Ethical problems will be encountered at every turn of the scale-up process. Furthermore, ethical decision making in many countries will be constrained by the prevailing political climate. It bears emphasizing that the manner in which these ethical problems are framed, debated, and decided upon will have serious consequences for the health of people. As the scale-up process unfolds, new ethical issues will emerge requiring guidance based on sound ethical principles. I, however, believe that while deliberation on ethical issues is extremely important, it need not and should not stop or slow down the provision of ARV therapy in resource constrained countries until some ideal or final ethical consensus is reached. Whereas there may be no clearly right or ideal solutions, there can be solutions that are clearly wrong. In that spirit, I believe that ethical decisions should be made in real time and should be further refined by a process of ongoing deliberation that is informed by, and informs, ongoing ARV treatment efforts.

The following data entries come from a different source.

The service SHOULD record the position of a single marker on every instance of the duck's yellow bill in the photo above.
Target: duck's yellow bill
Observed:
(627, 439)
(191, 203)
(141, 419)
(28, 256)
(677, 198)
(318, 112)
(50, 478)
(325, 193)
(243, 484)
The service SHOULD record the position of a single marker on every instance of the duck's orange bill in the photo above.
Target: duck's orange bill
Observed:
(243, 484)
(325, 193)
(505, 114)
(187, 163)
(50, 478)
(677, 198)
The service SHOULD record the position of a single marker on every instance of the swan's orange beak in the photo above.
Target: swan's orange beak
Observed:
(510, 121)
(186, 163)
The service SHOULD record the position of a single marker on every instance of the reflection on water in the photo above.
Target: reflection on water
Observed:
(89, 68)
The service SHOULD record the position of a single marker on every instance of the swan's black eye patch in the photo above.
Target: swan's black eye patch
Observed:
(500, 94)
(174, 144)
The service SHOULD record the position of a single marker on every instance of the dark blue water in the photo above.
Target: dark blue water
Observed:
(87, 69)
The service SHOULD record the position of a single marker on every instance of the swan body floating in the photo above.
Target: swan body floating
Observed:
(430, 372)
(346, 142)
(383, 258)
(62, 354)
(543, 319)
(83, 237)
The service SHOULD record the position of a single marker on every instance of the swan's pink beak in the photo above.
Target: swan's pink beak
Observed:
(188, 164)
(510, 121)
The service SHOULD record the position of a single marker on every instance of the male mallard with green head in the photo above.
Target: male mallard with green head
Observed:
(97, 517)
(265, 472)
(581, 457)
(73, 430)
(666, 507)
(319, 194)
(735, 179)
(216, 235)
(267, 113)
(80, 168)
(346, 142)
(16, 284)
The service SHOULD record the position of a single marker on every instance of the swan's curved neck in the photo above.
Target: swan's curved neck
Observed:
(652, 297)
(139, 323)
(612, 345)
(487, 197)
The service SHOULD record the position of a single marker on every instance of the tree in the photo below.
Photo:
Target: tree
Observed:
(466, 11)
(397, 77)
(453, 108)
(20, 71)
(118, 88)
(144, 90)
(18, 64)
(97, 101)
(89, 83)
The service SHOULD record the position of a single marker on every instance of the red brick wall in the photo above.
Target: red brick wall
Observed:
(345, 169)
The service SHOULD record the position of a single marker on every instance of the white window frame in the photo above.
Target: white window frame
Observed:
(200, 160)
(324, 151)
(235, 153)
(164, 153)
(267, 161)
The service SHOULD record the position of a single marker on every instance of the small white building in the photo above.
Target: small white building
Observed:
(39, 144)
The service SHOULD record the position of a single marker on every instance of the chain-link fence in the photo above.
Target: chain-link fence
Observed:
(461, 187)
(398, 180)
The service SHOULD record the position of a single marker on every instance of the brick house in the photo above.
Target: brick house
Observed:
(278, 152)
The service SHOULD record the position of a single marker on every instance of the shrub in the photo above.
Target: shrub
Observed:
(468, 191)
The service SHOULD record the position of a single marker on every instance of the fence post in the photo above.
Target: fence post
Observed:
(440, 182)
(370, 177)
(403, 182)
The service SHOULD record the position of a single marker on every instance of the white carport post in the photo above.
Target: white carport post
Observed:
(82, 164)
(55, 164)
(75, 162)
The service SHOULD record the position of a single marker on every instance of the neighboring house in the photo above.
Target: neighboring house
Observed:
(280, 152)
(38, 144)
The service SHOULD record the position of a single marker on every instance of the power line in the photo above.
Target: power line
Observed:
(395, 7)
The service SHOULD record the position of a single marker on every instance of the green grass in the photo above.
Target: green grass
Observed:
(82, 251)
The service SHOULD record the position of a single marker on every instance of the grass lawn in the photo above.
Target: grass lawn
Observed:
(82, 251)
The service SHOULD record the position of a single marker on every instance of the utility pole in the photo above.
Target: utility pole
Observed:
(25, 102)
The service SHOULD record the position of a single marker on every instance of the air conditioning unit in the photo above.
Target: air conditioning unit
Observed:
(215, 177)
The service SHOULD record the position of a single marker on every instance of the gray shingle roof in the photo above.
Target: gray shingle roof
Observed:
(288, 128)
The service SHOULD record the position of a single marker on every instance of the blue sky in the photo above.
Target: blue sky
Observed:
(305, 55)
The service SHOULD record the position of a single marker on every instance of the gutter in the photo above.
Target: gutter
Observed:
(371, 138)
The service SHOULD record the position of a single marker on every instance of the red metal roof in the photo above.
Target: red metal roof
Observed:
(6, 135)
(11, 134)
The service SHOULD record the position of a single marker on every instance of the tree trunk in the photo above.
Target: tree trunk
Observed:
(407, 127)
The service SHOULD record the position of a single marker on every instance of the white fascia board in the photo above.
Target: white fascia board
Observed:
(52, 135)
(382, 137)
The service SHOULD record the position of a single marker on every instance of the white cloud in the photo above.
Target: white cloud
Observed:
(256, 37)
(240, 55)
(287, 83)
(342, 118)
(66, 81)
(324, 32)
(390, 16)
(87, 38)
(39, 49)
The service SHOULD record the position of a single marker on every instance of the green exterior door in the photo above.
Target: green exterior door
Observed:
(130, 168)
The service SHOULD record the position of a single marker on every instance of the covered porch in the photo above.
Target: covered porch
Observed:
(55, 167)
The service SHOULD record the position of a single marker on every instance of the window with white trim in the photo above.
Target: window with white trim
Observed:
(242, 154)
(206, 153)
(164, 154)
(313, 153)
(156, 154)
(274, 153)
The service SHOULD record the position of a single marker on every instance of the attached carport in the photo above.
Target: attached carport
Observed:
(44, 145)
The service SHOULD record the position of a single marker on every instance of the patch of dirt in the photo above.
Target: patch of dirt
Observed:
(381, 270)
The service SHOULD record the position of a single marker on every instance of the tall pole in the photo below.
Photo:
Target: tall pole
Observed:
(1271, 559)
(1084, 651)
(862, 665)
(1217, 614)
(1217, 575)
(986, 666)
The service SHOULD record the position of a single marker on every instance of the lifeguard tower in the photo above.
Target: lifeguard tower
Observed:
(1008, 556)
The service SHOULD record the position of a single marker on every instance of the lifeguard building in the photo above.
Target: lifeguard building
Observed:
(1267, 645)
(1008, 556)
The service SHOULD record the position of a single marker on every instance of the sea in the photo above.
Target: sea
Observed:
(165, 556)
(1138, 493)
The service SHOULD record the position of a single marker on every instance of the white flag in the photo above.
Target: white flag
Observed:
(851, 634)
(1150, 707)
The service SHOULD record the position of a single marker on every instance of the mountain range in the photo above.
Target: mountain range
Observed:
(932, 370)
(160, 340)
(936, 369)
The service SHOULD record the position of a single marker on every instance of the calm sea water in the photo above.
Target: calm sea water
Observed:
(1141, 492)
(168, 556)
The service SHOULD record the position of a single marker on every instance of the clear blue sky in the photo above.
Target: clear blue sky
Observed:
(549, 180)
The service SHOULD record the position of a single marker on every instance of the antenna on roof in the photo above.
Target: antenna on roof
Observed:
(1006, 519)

On the question of allocation of treatment, I think it is necessary for donors and international aid agencies involved in providing resources for ARV scale up to engage with recipient countries to establish a minimum entry criterion grounded in internationally recognized human rights. I believe that such a criterion is important to create a level of horizontal equity, that is, people who are similarly situated should receive similar treatment, and to prevent blatant discrimination against certain classes of persons. This common criterion would also provide some guidance for decision making at the national/local level. It would include broad rights-based elements such as the right not to discriminate on defined grounds like gender, sexual orientation, religion, and ethnic background. Countries would thus ideally be bound by these agreed sets of norms but would still have enough leeway to make ethically defensible decisions on who should get treatment within the set framework, with the full understanding that tragic trade-offs will be made and that decisions arrived at by the countries and communities will vary.
At the national or local level, I think that recipient countries have an ethical imperative to create impartial decision-making bodies to carefully deliberate (in an open and transparent manner) the ethical problems arising in scale-up processes, provide reasoned guidance, and make context specific decisions about how treatment should be distributed and administered (Daniels, 1985). I acknowledge that this is a potentially difficult proposition because such a body would have to have sufficient political leverage to get its decisions enforced, and at the same time be independent enough to take actions that may contradict government policy. I realize that even with all the best decision-making process in place, there will inevitably be problems surrounding representation on such bodies, legitimacy, corruption and
sustainability of such processes—however, I believe that if created, such bodies would offer a decent start to solving some of these ethical dilemmas, and they would be able to refine their deliberative processes as ARV scale-up progresses.
Finally, as stated above, the provision of treatment should not be delayed in the name of perfecting the decision-making process or in the name of finding the best ethical theories to support pragmatic decisions. Even if a decision makes moral sense, it may be difficult or impossible to implement it on the ground. I strongly believe that making concrete attempts to anticipate and address ethical problems will make for more effective and equitable programs, as will a commitment to reconsidering and refining these ethical hurdles as the programs progress. However, while ethical principles and ethical deliberation are most important, they should not used as an excuse to delay or prevent the implementation of lifesaving treatment—saving any life is better than saving none.